The Tower of Babel

Many are the opinions as to what exactly happened in the Tower of Babel that so irked Hashem. 

The Medrash spotlights a narrative in which man was less significant than brick, a human being than mere mortar. 

The story in the Torah itself is prefaced by the comment that the peoples of the land had taken on one language; one opinion in the Talmud is that they all spoke lashon ha'kodesh  - Hashem's divine language - and the other, that the seventy languages were all extant, having already spread through the sons of Noach, and becoming the dialects of the world. '

Thus, we are left with the very difficult question, what exactly happened in Babel? And why was it that in the biblical narrative of Breishit, Hashem is constantly intervening in such overt ways? From the flood, to the Tower of Babel, to the destruction of Sodom and Gomorrah, Hashem is constantly involved, tweaking his world, re-writing the script, and redefining humanity's role as He goes along. The second question seems to be answerable by simply stating that Hashem was seeking a representative on Earth to carry out His will, and more and more, as the trust grew between Himself and Abraham, it was possible to take a step back, and allow him to plot his own course and carry out the divine message to his offspring thereafter. 

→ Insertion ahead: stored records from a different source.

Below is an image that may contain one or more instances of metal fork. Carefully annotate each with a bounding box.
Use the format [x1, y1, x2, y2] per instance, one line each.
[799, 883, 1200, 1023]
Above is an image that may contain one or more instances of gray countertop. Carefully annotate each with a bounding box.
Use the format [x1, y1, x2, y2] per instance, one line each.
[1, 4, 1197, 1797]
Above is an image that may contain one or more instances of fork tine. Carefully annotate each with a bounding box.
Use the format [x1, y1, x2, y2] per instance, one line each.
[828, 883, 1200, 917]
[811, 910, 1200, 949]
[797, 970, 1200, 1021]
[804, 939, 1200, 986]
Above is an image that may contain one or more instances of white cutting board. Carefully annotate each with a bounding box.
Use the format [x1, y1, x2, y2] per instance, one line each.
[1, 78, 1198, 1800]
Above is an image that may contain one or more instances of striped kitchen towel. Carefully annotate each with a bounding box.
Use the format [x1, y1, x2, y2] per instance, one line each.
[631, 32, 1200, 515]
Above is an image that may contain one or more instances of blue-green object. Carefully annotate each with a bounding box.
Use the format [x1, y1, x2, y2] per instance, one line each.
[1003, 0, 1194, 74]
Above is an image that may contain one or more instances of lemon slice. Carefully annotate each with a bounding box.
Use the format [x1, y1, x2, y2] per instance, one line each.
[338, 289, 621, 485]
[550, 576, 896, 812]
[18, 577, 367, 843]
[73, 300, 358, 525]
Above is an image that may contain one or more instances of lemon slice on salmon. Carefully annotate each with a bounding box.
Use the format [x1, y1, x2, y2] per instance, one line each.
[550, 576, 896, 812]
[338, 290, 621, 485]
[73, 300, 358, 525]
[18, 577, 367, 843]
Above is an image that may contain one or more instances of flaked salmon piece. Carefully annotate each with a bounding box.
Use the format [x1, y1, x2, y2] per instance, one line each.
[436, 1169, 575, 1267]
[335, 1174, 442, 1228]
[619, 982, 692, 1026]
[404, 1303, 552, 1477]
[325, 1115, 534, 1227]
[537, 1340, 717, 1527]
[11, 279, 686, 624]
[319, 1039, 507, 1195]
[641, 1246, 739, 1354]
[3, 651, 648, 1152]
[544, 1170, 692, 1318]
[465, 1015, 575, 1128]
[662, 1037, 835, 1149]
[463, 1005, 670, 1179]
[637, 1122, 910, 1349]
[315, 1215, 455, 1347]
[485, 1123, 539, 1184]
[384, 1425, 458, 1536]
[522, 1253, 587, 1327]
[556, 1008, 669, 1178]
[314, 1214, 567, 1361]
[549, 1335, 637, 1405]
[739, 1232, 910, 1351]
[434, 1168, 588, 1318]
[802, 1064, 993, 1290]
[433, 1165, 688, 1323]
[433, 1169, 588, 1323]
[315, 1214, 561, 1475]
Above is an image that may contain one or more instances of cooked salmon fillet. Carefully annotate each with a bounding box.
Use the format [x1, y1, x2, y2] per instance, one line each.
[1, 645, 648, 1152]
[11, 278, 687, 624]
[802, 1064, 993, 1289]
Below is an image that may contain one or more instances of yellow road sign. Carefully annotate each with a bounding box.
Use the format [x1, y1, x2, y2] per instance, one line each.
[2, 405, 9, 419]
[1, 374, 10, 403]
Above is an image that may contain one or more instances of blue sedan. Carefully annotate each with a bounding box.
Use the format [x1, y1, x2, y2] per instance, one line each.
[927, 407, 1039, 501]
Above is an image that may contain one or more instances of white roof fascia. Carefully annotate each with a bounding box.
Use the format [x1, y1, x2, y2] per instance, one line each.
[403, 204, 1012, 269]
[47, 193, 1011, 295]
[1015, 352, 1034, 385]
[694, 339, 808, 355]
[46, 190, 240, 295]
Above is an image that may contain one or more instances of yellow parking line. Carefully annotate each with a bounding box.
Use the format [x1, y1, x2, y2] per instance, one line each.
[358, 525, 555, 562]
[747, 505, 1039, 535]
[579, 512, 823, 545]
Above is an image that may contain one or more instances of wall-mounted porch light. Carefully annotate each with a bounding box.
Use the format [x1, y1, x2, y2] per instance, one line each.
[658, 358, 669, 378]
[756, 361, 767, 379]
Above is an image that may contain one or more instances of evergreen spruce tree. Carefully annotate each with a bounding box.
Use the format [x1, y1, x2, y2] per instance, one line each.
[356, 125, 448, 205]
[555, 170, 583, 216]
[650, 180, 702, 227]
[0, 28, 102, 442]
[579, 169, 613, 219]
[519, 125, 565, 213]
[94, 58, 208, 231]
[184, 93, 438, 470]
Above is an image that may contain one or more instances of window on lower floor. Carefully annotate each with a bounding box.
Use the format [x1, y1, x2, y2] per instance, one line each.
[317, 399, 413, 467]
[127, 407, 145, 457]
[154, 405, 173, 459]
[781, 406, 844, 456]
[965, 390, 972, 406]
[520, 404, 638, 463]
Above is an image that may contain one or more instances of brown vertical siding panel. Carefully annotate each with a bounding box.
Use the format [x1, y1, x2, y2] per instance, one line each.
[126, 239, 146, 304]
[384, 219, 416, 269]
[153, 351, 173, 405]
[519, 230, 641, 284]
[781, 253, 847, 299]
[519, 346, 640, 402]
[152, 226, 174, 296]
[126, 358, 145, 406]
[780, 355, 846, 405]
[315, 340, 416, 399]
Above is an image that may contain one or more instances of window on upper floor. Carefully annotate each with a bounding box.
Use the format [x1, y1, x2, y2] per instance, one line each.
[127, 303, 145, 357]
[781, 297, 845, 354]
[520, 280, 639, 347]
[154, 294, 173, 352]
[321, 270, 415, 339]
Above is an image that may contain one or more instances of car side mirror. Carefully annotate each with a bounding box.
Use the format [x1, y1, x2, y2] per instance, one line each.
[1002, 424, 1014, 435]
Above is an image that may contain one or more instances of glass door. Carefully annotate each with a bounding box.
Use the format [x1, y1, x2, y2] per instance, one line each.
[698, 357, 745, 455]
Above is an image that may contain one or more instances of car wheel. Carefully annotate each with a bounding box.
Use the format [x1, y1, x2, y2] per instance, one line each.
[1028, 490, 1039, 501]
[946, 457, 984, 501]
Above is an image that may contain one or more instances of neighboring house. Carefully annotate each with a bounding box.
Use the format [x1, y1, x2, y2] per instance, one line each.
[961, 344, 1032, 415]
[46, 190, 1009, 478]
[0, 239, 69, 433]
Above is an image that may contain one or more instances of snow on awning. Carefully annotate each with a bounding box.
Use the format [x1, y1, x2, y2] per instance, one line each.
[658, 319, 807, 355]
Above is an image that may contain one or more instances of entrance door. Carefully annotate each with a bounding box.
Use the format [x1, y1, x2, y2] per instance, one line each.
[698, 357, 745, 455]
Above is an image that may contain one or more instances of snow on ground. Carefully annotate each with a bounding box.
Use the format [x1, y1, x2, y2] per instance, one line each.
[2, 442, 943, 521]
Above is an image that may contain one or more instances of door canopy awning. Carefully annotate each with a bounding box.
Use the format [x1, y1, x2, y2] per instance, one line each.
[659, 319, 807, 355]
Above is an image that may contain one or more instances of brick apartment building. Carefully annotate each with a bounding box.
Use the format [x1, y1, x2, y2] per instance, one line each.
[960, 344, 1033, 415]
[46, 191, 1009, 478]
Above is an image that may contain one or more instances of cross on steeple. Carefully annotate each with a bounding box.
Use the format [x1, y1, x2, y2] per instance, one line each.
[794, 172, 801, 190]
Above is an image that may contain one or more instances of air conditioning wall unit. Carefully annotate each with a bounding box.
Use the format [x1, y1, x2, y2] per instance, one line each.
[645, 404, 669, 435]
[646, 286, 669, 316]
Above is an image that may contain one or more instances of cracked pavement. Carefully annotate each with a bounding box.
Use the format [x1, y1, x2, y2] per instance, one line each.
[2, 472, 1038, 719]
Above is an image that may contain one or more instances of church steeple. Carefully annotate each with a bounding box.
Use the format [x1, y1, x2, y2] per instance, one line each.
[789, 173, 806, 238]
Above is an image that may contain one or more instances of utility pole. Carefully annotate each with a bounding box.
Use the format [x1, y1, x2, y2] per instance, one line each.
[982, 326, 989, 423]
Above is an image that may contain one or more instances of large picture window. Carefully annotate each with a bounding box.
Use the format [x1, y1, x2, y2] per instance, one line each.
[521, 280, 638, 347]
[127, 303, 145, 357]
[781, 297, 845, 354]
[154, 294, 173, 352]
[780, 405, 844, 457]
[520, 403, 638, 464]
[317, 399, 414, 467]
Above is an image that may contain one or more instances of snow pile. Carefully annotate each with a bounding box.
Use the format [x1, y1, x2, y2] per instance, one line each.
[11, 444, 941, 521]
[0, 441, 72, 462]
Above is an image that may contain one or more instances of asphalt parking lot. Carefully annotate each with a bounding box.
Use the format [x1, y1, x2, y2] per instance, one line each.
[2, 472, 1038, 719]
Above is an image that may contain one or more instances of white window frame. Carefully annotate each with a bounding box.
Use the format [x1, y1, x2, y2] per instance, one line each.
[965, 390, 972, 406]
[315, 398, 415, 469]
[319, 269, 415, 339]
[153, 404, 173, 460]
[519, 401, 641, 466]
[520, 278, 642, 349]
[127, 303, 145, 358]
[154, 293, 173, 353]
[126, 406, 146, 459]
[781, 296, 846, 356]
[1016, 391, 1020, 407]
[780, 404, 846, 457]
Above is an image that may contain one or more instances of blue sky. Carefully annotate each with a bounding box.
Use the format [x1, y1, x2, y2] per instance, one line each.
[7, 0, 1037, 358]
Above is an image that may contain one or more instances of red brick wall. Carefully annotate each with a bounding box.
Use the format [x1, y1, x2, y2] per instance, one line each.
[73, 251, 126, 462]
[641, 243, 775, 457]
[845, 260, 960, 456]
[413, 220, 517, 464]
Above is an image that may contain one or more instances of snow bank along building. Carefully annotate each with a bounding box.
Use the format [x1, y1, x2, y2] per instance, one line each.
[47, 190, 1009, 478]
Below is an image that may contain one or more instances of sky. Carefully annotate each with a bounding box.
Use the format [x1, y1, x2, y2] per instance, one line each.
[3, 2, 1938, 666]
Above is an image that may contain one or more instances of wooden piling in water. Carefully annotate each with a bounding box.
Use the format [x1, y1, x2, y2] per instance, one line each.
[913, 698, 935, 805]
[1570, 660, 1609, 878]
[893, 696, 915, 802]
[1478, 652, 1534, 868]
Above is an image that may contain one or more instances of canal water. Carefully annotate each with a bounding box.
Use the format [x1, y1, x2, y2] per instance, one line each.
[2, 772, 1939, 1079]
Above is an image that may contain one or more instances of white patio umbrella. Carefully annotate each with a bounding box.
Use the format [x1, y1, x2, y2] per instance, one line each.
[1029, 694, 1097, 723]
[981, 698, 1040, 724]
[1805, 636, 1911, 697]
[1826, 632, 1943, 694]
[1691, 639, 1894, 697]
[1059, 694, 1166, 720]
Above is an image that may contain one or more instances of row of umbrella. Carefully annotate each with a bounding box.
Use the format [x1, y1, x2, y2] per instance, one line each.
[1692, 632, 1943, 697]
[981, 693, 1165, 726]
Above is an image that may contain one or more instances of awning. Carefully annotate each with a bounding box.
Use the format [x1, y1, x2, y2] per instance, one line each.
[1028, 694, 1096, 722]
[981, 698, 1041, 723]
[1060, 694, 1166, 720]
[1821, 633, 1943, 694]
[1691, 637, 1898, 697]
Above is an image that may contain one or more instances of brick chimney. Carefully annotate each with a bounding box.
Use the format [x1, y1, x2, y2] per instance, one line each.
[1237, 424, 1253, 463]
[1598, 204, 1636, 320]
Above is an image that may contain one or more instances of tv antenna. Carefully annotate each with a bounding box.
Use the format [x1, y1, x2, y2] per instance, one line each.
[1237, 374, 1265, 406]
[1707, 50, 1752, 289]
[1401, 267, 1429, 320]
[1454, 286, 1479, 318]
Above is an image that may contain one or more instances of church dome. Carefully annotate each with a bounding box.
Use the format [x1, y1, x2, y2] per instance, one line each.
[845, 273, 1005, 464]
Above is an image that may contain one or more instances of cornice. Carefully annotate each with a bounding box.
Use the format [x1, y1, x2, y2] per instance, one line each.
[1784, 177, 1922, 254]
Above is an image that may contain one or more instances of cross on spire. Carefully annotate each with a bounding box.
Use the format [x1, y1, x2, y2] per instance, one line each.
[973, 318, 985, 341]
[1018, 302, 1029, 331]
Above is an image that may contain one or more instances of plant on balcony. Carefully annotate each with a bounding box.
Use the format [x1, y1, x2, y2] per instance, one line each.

As for the first question -"What went wrong in the Tower of Babel?" - it would seem that an answer could be found in the view that people's discourse was too rooted in the divine, too divorced from the human affairs of everyday life, perhaps hinted at by the Medrash that primacy was given to goals over the people whose lives would be affected in the process. In seeking a higher goal - the divine - the very practical ethic of everyday life was abandoned, in the name of God himself, a message so pertinent with fundamentalism and extremism at the present day. It could be that people overreacted in the wake of the flood, rather than seeking out unity founded in individualism and personal rights, the thinking was to seek the divine by trampling on the unique qualities of each and every person. The only thing people seemed to have in common was a divine root, or source, whereas the failure to dig deeper in learning the nature of one's fellow man was cast aside. 

When Hashem comes down to jumble people's languages, it could be that they maintained their old languages, as per the second view in the Gemorah, but at the same time, lost a faculty, like a vestigial limb, that no longer served to advance humanity's overarching goal, the recognition - and realization - of each and every person's right to seek closeness to Hashem as he saw fit!